Timestamps: 27:05–28:44
- MMA (Mixed Martial Arts) is flagged as the fastest-growing sport.
- Baseball’s national ratings were up in 2025 (World Series, national games), with strong international numbers due to players like Shohei Ohtani.
- Tense, close games amplify viewership—success begets success.
"Nothing succeeds like success."
— Brian Fuhrer (28:59)
Notable Quotes & Memorable Moments
-
On viewership measurement inflation:
"You measured a third more people and it boosted the out of home numbers by 7%."
— Matthew Belloni (07:34) -
On co-viewing complexities:
"We have people that wear wearable devices so that if we're going to other people's houses, we're making sure that we know that...we can have literally two dozen people logged in."
— Brian Fuhrer (14:40) -
On cross-device and streaming measurement:
"There's a lot that goes on in the background with our panel...that is absolutely the backbone."
— Brian Fuhrer (26:58) -
On sports defeating TV fragmentation:
"The content that really does best against and brings a lot of younger viewers back in is sports."
— Brian Fuhrer (19:30)
Important Timestamps & Segments
- 00:56–03:55 — Setting the context: rapid rise in sports TV ratings and methodological change at Nielsen
- 05:25–08:46 — Belloni and Fuhrer debate: Is it better counting or real audience growth?

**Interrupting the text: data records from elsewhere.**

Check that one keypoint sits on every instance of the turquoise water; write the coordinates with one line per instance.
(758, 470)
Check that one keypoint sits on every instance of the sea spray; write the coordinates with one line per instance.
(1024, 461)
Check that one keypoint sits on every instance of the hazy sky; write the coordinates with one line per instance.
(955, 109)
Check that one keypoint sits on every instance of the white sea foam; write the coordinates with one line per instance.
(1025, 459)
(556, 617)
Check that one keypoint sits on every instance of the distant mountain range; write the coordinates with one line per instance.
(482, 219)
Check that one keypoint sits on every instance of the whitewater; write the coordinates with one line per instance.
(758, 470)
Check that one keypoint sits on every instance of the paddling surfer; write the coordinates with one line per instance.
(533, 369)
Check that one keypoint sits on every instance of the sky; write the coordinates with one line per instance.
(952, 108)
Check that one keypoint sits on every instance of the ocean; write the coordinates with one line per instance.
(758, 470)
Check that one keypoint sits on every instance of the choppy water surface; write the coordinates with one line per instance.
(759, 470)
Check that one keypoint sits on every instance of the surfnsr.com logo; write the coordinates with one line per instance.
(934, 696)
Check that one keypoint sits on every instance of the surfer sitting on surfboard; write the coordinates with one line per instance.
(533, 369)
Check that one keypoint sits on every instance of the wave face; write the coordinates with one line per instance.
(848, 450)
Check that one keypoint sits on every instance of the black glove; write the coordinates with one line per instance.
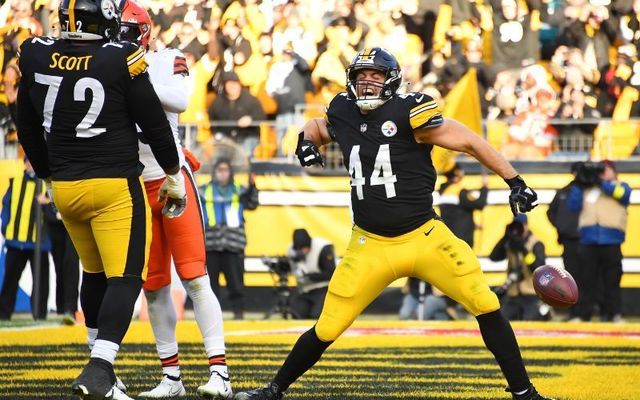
(516, 243)
(308, 152)
(500, 290)
(522, 198)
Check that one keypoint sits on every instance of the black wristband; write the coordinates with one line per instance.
(515, 181)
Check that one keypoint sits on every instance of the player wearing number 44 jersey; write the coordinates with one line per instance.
(386, 140)
(179, 238)
(86, 92)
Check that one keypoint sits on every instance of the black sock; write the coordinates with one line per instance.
(499, 338)
(305, 353)
(117, 308)
(91, 294)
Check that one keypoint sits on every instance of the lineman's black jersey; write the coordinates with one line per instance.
(392, 176)
(79, 93)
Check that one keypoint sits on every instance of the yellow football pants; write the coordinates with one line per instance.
(431, 253)
(109, 222)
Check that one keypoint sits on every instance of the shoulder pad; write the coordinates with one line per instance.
(136, 62)
(423, 111)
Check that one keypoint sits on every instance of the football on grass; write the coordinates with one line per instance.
(555, 286)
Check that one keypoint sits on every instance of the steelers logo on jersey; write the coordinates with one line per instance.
(389, 128)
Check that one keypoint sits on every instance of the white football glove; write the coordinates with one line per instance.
(174, 192)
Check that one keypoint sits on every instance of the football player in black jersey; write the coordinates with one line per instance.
(386, 139)
(86, 92)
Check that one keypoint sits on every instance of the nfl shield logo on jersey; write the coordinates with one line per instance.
(389, 129)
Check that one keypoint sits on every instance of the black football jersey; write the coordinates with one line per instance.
(79, 93)
(392, 176)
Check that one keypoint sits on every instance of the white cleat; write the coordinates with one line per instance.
(218, 387)
(118, 394)
(166, 389)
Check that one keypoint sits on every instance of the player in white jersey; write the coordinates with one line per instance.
(181, 238)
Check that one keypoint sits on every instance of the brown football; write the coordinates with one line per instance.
(555, 286)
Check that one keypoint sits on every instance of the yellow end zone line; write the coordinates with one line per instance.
(265, 279)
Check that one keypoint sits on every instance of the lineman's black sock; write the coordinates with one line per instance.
(117, 308)
(499, 338)
(91, 294)
(305, 353)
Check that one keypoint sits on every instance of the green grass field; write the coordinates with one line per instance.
(375, 360)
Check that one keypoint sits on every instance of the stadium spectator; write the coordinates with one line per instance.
(566, 224)
(289, 79)
(236, 105)
(591, 29)
(473, 53)
(328, 75)
(529, 133)
(514, 35)
(601, 201)
(225, 202)
(313, 261)
(457, 203)
(20, 229)
(524, 253)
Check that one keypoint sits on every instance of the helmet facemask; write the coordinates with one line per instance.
(130, 32)
(369, 94)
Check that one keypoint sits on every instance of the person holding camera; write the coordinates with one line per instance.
(458, 203)
(566, 223)
(601, 201)
(524, 253)
(313, 261)
(225, 239)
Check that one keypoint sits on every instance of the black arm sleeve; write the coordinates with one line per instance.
(499, 252)
(538, 251)
(326, 264)
(552, 212)
(31, 133)
(146, 111)
(474, 204)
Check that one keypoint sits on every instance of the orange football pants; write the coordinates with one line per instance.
(181, 238)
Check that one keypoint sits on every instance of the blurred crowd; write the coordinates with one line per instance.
(251, 60)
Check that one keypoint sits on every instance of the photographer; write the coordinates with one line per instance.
(524, 253)
(224, 204)
(313, 262)
(601, 202)
(566, 223)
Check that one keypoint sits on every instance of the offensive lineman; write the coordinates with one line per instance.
(182, 238)
(386, 140)
(86, 91)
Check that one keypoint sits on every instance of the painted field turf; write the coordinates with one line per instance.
(374, 360)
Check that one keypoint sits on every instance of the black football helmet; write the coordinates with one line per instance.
(379, 59)
(89, 19)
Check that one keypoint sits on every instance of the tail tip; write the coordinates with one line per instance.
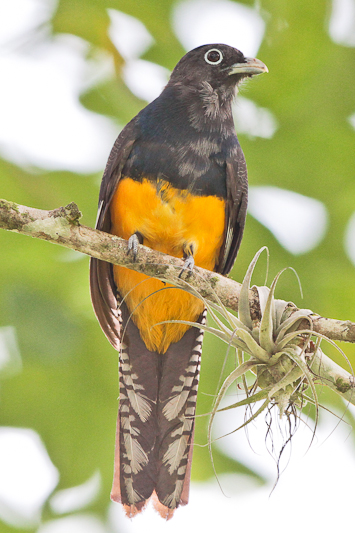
(164, 511)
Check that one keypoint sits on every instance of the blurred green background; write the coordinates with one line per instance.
(68, 386)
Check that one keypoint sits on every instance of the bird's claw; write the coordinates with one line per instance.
(188, 265)
(133, 242)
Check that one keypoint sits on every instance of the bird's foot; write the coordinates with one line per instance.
(188, 265)
(133, 241)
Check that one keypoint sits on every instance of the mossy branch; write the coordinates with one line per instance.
(61, 226)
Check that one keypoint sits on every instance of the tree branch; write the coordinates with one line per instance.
(61, 226)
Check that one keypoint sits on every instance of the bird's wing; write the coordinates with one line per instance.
(102, 286)
(236, 209)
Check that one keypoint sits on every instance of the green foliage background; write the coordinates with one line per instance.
(68, 388)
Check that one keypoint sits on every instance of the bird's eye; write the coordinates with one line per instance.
(213, 56)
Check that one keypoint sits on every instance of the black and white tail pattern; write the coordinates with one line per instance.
(155, 425)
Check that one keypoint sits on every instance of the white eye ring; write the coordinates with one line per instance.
(214, 62)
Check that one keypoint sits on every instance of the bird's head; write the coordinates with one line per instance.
(219, 65)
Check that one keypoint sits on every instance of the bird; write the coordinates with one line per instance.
(175, 181)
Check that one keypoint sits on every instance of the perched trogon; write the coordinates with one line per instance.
(176, 181)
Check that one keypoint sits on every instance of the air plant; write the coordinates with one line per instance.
(278, 350)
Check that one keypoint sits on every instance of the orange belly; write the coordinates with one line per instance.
(170, 221)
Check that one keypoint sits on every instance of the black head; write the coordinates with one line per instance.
(219, 65)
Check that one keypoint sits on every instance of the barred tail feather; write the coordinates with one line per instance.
(154, 438)
(176, 411)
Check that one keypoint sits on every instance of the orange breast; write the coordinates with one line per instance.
(170, 220)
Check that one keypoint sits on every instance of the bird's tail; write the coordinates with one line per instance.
(155, 425)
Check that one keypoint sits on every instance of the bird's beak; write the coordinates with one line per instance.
(250, 67)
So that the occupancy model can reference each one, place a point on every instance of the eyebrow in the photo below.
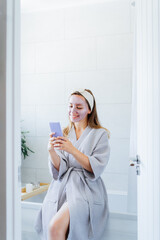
(76, 104)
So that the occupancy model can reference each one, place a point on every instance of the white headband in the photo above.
(86, 95)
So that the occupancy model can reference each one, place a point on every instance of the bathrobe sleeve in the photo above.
(99, 157)
(62, 168)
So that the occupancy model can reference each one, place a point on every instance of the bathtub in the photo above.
(119, 217)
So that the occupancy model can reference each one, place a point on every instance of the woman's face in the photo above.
(78, 108)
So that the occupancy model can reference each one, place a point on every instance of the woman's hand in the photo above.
(62, 143)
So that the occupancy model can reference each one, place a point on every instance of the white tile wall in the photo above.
(111, 86)
(114, 51)
(97, 19)
(87, 46)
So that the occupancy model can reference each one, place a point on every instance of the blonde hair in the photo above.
(93, 120)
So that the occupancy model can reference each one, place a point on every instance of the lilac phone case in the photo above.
(56, 127)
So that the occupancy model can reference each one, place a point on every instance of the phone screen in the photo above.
(56, 127)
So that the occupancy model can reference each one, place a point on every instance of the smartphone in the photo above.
(56, 127)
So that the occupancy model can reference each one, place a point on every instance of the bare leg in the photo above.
(59, 224)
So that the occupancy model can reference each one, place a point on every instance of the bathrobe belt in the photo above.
(87, 192)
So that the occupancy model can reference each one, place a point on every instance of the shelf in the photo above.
(43, 187)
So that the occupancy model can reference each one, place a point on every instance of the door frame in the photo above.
(148, 119)
(10, 157)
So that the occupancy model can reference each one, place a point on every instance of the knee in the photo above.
(55, 230)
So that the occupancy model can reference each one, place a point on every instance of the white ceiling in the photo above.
(42, 5)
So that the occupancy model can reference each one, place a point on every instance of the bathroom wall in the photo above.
(88, 46)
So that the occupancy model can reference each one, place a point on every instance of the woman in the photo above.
(76, 204)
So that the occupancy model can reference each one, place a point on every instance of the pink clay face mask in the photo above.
(78, 108)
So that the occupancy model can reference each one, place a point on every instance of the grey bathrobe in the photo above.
(84, 191)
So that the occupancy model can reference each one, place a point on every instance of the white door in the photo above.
(148, 118)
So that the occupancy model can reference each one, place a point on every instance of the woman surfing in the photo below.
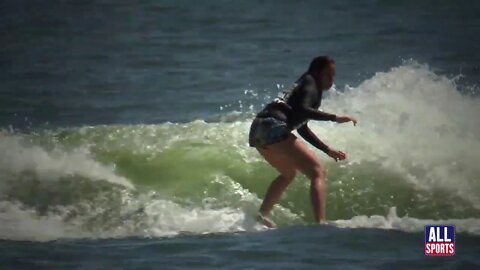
(271, 134)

- 09:13–12:52 — Streaming’s rising role and demographic shifts
- 13:40–15:11 — Ongoing demands for Nielsen to improve measurement, especially around co-viewing
- 17:03–18:14 — Dangers of direct comparison due to changing methodologies
- 19:04–20:11 — The NFL’s unique ability to “defragment” modern audiences
- 23:04–23:52 — Nielsen vs. platform self-reporting: filling data gaps
- 27:05–28:44 — Fastest growing sports and the impact of international audiences
Tone
Matthew Belloni is skeptical, probing, and candid, often poking fun at the shifting landscape, Nielsen’s incentives, and the inherent challenges of comparing ratings numbers across rapidly evolving platforms and measurement techniques. Brian Fuhrer is open, technical, and sometimes cagey about proprietary specifics, but clearly passionate about Nielsen’s efforts to maintain accuracy and relevance in a changing industry.
Summary Takeaways
- Recent sports ratings “records” are due to both real audience increases and expanded/modernized measurement methods—particularly capturing more out of home and streaming viewers.
- Streaming is meaningfully contributing to live viewership, with younger and more diverse audiences tuning in, especially via simulcasts.
- Comparing ratings across years requires caution due to major methodological changes; headline numbers can be misleading.
- Nielsen is focused on constant improvement—co-viewing measurement, device integration, and using first-party streaming data—to retain its status as the industry gold standard.
- Sports, especially NFL, remain the strongest driver of mass, cross-generational TV watching, even as the rest of the media landscape fragments.